Gottfried Wilhelm Leibniz (1646-1716) betrachtet das Verhältnis zwischen Essenz (Wesen) und Existenz (Sein) eines Dinges aus (sprach-)logischer Perspektive. Er unterscheidet zwischen Sätzen, die auf die Essenz, und Sätze, die auf die Existenz eines Dinges gehen:
- Essentiale Sätze: Diese Sätze sind notwendige Sätze, deren Gegenteil einen (logischen) Widerspruch in sich schließt. Leibniz bringt als Beispiel folgenden Satz: „Die Zwölferzahl ist eine Viererzahl“. Dieser Satz lässt sich so auflösen, dass das Prädikat „Viererzahl“ aus dem Subjekt „Zwölferzahl“ heraus-analysiert werden kann. Immanuel Kant sollte deswegen später von einem sogenannten „analytischen Satz“ sprechen. Das Gegenteil dieses Satzes würde folgendermaßen lauten: „Die Zwölferzahl ist keine Viererzahl“. Dieser Satz wäre logisch falsch. Ein anderes Beispiel für einen essentialen Satz wäre folgender „Alle Junggesellen sind unverheiratet“. Das Prädikat „unverheiratet“ ist analytisch im Subjekt „Junggeselle“ enthalten.

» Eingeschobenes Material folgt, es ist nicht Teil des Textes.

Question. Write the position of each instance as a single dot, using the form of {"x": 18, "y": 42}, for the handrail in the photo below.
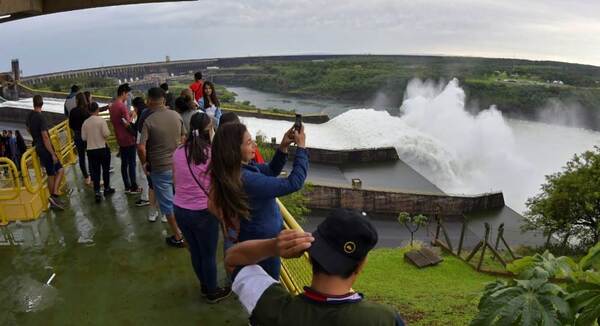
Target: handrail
{"x": 30, "y": 154}
{"x": 295, "y": 273}
{"x": 14, "y": 176}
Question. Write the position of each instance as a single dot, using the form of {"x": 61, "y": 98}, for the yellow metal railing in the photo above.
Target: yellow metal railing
{"x": 24, "y": 195}
{"x": 295, "y": 273}
{"x": 27, "y": 201}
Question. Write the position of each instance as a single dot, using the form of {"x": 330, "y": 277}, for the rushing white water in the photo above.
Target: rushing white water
{"x": 458, "y": 151}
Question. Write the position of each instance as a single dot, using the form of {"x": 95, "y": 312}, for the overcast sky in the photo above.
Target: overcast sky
{"x": 544, "y": 30}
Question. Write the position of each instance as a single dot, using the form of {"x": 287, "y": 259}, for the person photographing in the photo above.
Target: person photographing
{"x": 338, "y": 252}
{"x": 254, "y": 212}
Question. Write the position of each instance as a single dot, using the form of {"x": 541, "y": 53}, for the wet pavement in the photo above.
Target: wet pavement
{"x": 112, "y": 268}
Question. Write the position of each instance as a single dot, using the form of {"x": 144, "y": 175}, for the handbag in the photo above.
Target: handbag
{"x": 214, "y": 210}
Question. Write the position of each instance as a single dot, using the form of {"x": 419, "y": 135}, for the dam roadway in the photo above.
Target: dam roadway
{"x": 388, "y": 175}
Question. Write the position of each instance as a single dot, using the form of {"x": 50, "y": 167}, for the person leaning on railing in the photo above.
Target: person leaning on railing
{"x": 38, "y": 128}
{"x": 338, "y": 252}
{"x": 95, "y": 132}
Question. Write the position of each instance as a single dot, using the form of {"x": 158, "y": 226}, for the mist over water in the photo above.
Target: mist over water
{"x": 459, "y": 151}
{"x": 481, "y": 151}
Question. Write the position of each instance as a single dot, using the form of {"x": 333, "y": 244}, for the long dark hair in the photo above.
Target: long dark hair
{"x": 227, "y": 190}
{"x": 213, "y": 95}
{"x": 182, "y": 104}
{"x": 197, "y": 143}
{"x": 81, "y": 101}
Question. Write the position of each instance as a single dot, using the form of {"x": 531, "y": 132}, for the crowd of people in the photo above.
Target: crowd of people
{"x": 203, "y": 176}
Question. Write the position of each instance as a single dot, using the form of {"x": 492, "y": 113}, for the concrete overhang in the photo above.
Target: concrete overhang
{"x": 18, "y": 9}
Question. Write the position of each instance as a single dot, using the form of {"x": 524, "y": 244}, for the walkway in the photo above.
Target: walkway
{"x": 112, "y": 268}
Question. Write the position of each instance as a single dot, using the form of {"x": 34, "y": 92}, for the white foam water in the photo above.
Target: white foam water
{"x": 458, "y": 151}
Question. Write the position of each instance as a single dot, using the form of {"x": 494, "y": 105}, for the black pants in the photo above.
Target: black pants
{"x": 99, "y": 160}
{"x": 80, "y": 145}
{"x": 128, "y": 155}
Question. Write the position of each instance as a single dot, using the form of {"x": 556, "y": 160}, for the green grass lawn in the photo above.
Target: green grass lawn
{"x": 446, "y": 294}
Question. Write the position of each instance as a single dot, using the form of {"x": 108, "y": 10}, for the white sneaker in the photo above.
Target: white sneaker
{"x": 153, "y": 216}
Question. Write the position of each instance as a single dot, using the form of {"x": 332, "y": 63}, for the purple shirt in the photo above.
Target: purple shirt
{"x": 188, "y": 193}
{"x": 118, "y": 111}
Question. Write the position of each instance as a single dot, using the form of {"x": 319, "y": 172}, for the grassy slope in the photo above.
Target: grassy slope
{"x": 446, "y": 294}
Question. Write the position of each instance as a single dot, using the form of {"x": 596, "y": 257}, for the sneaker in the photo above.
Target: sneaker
{"x": 171, "y": 241}
{"x": 218, "y": 295}
{"x": 134, "y": 191}
{"x": 55, "y": 203}
{"x": 142, "y": 202}
{"x": 153, "y": 216}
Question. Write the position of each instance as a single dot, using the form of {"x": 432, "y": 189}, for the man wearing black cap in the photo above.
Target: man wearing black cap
{"x": 338, "y": 252}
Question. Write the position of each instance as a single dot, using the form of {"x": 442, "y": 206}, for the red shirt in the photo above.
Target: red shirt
{"x": 119, "y": 111}
{"x": 198, "y": 88}
{"x": 258, "y": 157}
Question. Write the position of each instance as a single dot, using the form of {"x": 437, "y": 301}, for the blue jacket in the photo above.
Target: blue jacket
{"x": 262, "y": 187}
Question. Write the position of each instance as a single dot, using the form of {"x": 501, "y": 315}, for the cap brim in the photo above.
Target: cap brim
{"x": 330, "y": 259}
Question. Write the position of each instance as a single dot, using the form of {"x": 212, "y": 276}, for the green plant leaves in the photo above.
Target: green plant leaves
{"x": 522, "y": 302}
{"x": 592, "y": 259}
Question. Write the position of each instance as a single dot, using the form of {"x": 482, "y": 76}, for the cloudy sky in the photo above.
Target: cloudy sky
{"x": 549, "y": 30}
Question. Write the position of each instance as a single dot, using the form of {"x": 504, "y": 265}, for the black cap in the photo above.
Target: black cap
{"x": 156, "y": 93}
{"x": 123, "y": 88}
{"x": 342, "y": 241}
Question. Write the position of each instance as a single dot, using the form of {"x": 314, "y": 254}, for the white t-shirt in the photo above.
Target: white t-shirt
{"x": 250, "y": 284}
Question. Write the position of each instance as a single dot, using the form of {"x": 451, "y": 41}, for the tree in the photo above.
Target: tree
{"x": 569, "y": 203}
{"x": 412, "y": 223}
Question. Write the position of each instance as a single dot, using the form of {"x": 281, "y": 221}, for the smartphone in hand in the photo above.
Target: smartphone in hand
{"x": 298, "y": 122}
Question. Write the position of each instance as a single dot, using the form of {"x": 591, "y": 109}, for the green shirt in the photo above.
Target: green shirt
{"x": 271, "y": 305}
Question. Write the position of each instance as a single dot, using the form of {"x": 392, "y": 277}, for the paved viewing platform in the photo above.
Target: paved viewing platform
{"x": 112, "y": 267}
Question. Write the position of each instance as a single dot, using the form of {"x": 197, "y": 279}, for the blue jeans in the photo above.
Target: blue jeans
{"x": 163, "y": 190}
{"x": 128, "y": 166}
{"x": 201, "y": 231}
{"x": 80, "y": 145}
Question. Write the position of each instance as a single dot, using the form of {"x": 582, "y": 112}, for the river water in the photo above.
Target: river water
{"x": 459, "y": 152}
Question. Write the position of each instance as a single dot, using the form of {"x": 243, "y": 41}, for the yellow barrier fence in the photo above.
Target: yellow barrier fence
{"x": 27, "y": 201}
{"x": 24, "y": 193}
{"x": 295, "y": 273}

- Existentiale Sätze: Diese Sätze sind zufällige (kontingente) Sätze, deren Gegenteil keinen (logischen) Widerspruch in sich schließt. Ein Beispiel dafür wäre der Satz: „Am 27.5.2020 schien um 19.30 Uhr die Sonne in München“. Dieser Satz ist nach Leibniz zwar wahr, jedoch nicht notwendiger Weise. Die Sonne hätte auch an diesem Tag in München nicht scheinen können, dies wäre nicht logisch ausgeschlossen gewesen. Ein weiterer Satz wäre „Leibniz lebte im 18. Jahrhundert“. Das Prädikat „lebte im 18. Jahrhundert“ kann aus dem Begriff „Leibniz“ nicht heraus analysiert werden, wie auch das Prädikat „schien am 27.5.2020 um 19.30 Uhr in München“ nicht aus dem Begriff der Sonne heraus analysiert werden kann. Kant sollte später solche Sätze als „synthetische Sätze“ bezeichnen. Solche Sätze sind deswegen existentiale Sätze, weil sie nur für eine bestimmte Zeit wahr sind, jedoch nicht für alle möglichen Zeiten und Welten. Die darin enthaltenen Prädikate gehören dem Subjekt nicht essentiell an, sondern betreffen nur ihre Möglichkeit und setzen bestimmte Bedingungen voraus. Solche Sätze drücken also keine notwendigen, sondern nur zufällige Wahrheiten aus. Nur ein unendlicher Geist könnte alle Gründe eines Dinges so überblicken, dass er die Notwendigkeit des Sonnescheinens am 27.5.2020 in München einsähe.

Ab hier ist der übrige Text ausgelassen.